Originally, Bristol-Myers Squibb sued Kraisintu over antiretroviral drug patents, although she argued that the intellectual property came from the National Institutes of Health. Ultimately, BMS withdrew the suit, voicing its support for the people of Thailand.
Kraisintu is now embarking on a project that would produce cheap antiretrovirals in the continent most devastated by HIV and AIDS: Africa. Starting in Tanzania, she has applied for funding to upgrade a 40-year-old manufacturing facility and is also scoping out projects in the Democratic Republic of Congo and Eritrea. This is truly missionary work—inspirational and worthy of support. It’s more significant than merely donating drugs; as the old adage goes, “Give a man a fish and he’ll eat one meal; enable him to fish and he’ll eat for a lifetime.”
The same drug companies that fought to block generics overseas are now supporting efforts like these (and, as Managing Editor Paul Thomas notes in "The Relief Tsunami," several have also donated generously to regions devastated by December’s tsunami).
Late last month, the FDA approved the first generic AIDS antiretroviral treatment, which will be manufactured by Aspen Pharmacare, South Africa’s largest generic drug firm. The drug will cost less than a dollar a day per patient. BMS, Glaxo and Boehringer Ingelheim have all licensed their antiretroviral technologies voluntarily to the project. And the U.S. government requested over $3 billion to fund antiretroviral drug procurement and distribution.
What about the generics manufacturers at home?
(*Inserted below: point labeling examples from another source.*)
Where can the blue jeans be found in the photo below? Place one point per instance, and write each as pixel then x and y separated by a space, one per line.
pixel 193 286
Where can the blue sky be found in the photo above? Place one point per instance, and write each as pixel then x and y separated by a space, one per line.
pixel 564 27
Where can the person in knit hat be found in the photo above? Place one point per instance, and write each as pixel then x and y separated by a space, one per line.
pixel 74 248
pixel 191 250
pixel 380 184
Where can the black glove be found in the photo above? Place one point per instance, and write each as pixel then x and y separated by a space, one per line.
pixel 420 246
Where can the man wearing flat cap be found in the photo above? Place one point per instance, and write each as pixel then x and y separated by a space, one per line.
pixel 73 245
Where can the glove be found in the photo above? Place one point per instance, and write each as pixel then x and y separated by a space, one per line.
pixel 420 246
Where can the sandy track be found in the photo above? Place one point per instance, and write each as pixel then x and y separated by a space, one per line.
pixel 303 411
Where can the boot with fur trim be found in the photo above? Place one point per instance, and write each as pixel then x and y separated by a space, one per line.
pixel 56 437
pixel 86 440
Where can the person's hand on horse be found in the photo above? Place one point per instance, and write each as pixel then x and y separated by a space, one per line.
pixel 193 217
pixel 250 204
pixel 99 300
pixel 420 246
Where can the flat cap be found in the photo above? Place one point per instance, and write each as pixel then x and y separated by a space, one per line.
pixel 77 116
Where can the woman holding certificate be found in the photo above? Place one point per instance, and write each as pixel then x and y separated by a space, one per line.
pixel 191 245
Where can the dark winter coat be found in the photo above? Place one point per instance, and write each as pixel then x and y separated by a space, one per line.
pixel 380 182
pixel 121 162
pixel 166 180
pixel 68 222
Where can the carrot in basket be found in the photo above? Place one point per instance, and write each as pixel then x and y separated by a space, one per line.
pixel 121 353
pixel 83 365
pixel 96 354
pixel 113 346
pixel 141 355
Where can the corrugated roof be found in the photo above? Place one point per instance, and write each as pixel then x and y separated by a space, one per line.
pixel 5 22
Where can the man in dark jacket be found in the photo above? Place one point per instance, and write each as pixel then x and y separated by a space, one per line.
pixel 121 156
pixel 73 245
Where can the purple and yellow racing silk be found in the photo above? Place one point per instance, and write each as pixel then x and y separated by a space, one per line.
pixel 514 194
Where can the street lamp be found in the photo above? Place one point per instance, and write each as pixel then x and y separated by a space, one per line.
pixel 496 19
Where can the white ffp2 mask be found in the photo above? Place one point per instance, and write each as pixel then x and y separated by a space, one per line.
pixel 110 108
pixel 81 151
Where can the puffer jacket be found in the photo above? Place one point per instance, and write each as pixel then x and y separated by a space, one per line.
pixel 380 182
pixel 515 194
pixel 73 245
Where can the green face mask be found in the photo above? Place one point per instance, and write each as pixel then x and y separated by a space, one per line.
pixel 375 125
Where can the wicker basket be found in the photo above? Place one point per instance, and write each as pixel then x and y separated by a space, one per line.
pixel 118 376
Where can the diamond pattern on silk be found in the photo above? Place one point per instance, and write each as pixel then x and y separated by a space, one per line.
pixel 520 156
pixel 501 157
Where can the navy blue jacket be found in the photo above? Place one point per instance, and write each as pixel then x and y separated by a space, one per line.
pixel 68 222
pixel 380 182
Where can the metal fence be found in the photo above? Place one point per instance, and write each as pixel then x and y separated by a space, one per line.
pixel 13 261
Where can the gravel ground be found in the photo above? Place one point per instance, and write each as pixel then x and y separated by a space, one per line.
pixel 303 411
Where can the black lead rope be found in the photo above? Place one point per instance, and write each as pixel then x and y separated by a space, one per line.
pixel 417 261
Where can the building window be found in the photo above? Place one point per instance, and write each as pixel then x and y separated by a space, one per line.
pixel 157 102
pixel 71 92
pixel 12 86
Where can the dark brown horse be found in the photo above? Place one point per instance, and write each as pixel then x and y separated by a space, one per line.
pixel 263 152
Given the cost of medication and the number of uninsured people in the U.S., generics serve a vital function. Isn’t there room enough for everyone, the innovators and those who turn yesterday’s cutting edge into tomorrow’s commodity?
As more companies realize, focusing on the “back end” to extend drug life cycles and shut out generics is, at best, short-sighted. As more companies embrace new IT, process analytical technologies, and concepts like Lean and Six Sigma, development and manufacturing teams are working more closely together, weeding out discoveries that only look good on paper, and streamlining costs and adding years to their products’ saleable lives.
Closed industries that stifle competition are often changed from without. Consider telecommunications. Generics, both here and abroad, offer big pharma the opportunity to change from within, to become more agile, and to “do the right thing.”